Other metrics have worsened over the same period as well.

Saturday’s positivity rate was 3.49 percent, marking a significant jump from Nov. 8’s 2.53 percent. The positivity rate is the percentage of people who test positive for the coronavirus out of all those who have been tested.

Coronavirus-related intensive care unit admissions have climbed, to nearly 90 on Sunday from around 50 at the start of this month. Out of all ICU beds in the capital, only four were “immediately available” as of Saturday afternoon, Health Ministry data showed.

Hospitalizations and deaths are projected to rise further as 67.4 patients in their 60s or older, who are at higher risk of being seriously afflicted, are currently being diagnosed per day on average.

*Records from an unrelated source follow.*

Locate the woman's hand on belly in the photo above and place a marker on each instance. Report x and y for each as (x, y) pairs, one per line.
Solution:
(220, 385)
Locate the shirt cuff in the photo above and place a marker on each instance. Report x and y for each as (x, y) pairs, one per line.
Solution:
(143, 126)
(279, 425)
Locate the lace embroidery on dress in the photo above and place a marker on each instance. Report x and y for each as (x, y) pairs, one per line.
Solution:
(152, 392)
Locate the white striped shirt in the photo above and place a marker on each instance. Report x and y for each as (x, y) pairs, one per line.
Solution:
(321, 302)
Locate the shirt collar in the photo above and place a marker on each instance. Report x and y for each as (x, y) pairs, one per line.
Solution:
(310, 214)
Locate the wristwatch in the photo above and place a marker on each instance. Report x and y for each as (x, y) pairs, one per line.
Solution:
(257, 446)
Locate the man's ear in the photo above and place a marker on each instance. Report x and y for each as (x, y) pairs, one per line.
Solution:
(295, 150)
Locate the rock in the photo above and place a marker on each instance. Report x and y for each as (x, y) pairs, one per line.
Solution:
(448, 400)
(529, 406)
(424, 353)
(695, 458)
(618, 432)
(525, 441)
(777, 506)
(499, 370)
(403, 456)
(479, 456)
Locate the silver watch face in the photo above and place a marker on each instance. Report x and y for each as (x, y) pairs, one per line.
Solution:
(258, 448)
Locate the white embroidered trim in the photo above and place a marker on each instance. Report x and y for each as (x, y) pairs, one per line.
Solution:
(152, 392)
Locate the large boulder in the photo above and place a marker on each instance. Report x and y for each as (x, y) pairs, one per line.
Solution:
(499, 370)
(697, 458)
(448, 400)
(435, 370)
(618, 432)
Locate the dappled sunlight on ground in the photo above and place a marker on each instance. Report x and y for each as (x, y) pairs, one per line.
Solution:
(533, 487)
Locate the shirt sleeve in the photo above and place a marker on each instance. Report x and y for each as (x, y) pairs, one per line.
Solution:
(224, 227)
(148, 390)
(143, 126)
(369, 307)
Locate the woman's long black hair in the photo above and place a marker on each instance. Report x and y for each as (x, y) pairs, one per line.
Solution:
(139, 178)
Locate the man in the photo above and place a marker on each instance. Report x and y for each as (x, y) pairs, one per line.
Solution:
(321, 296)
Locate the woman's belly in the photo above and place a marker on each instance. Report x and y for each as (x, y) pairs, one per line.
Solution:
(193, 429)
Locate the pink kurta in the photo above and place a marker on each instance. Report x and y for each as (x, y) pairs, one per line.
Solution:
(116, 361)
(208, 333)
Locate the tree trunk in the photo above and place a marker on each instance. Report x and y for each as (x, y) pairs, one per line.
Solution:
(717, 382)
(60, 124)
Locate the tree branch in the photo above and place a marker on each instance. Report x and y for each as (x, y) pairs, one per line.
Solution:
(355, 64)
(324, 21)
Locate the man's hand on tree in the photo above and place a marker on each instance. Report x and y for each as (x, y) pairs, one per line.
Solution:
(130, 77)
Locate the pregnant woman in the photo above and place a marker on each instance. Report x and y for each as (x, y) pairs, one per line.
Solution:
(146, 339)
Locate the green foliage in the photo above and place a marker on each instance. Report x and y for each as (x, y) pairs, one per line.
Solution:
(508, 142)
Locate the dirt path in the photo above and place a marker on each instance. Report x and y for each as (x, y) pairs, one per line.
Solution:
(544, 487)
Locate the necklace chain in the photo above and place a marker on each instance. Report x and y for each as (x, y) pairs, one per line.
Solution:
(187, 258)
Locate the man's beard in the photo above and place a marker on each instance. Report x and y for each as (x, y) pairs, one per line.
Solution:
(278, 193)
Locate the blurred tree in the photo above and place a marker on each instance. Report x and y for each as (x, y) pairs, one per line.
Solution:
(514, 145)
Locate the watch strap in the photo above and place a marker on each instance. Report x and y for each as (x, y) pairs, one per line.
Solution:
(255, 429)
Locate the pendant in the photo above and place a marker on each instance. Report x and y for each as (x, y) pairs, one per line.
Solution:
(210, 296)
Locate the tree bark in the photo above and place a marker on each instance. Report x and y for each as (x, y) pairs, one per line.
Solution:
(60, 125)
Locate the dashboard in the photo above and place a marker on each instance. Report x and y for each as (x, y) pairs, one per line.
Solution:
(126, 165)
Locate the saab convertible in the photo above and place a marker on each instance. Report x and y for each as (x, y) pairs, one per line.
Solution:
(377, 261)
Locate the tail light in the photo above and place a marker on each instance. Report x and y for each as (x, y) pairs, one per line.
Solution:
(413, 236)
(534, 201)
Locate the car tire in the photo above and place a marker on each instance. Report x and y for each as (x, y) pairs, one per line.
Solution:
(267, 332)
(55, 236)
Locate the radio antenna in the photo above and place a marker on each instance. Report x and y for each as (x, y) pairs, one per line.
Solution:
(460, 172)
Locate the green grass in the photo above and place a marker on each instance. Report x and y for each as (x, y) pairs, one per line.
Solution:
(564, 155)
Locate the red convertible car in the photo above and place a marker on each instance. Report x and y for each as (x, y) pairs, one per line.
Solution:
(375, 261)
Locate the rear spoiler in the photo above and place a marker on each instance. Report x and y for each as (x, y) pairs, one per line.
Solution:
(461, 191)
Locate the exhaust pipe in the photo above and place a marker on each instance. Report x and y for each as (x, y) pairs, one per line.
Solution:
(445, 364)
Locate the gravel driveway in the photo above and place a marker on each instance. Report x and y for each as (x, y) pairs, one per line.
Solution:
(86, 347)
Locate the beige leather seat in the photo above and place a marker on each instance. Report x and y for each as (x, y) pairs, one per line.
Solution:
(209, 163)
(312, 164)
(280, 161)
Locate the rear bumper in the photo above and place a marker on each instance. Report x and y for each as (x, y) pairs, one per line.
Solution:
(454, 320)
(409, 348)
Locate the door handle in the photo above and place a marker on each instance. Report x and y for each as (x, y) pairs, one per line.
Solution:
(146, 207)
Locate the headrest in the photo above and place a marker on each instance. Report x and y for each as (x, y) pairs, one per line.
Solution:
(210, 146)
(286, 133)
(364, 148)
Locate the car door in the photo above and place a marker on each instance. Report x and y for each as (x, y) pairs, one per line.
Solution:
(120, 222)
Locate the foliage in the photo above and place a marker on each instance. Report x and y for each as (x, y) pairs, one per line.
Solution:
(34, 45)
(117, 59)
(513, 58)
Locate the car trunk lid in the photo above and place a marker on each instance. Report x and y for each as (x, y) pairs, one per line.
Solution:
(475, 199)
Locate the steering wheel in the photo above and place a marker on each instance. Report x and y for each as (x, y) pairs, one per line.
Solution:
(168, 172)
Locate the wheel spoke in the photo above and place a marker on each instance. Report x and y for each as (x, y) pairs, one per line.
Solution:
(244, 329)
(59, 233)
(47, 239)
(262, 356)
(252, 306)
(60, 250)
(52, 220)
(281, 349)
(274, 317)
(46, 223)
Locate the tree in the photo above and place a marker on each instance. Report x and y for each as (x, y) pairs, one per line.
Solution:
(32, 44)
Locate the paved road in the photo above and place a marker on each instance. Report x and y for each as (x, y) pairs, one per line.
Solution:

Medical societies attributed the recent spike to the new coronavirus rules that came into effect earlier this month. “The social distancing guidance has been revised in a way that makes relaxing restrictions easier but restoring them harder, inevitably magnifying the risks of spread,” it said.

In instituting the softened system on Nov. 7, the prime minister and the Ministry of Health cited the stabilizing local coronavirus trend and damage to the economy as reasons.

Medical societies also urged the government to “act preemptively” to curtail the outbreaks and to involve experts in the coronavirus decision-making process.

To prevent the outbreaks from worsening, “we need to improve our response based on science” and “incorporate expert suggestions,” they said.